At the time, GDS was given a deadline of September 2021 to find an alternative for the departments that had adopted the service. In February, Cabinet Office minister Michael Gove wrote to Whitehall departments mandating the use of a new digital identity system that will allow citizens to be tracked across the Gov.uk website.

Read didn’t want to comment on the government’s past failures around producing a digital identity system for online public services and its wider commercial use. “I’m not going to dwell on why things worked or didn’t last time. In 2021, this problem has been solved by many governments round the world and we can borrow patterns,” he noted, adding that the GDS has “strong support” from ministers and large government departments – such as the Department for Work and Pensions, the largest Verify user – to make it work this time.

Read more about digital identity in the UK government

According to the job description, the efforts are expected to last several years and will include integration of activities across government departments, overseeing risks and governance of the programme as well as engagement in government including ministers and permanent secretaries, the digital identity industry, special interest groups, and scrutiny bodies including the National Audit Office and Parliament.

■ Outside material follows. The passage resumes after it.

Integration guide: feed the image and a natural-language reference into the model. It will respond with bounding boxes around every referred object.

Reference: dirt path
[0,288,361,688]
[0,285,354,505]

Based out of Bristol and Manchester with a yearly salary of up to £120,000, the job requires candidates to have a background that includes delivery of projects with “significant technical components and complexity”, as well as the ability of “making decisions and setting direction without having the full picture” and “experience to reduce ambiguity”.

“You need a passion for doing the right thing, as well as a history of delivering big complicated things at real pace,” said Read. Applications for the job are open until 19 April 2021.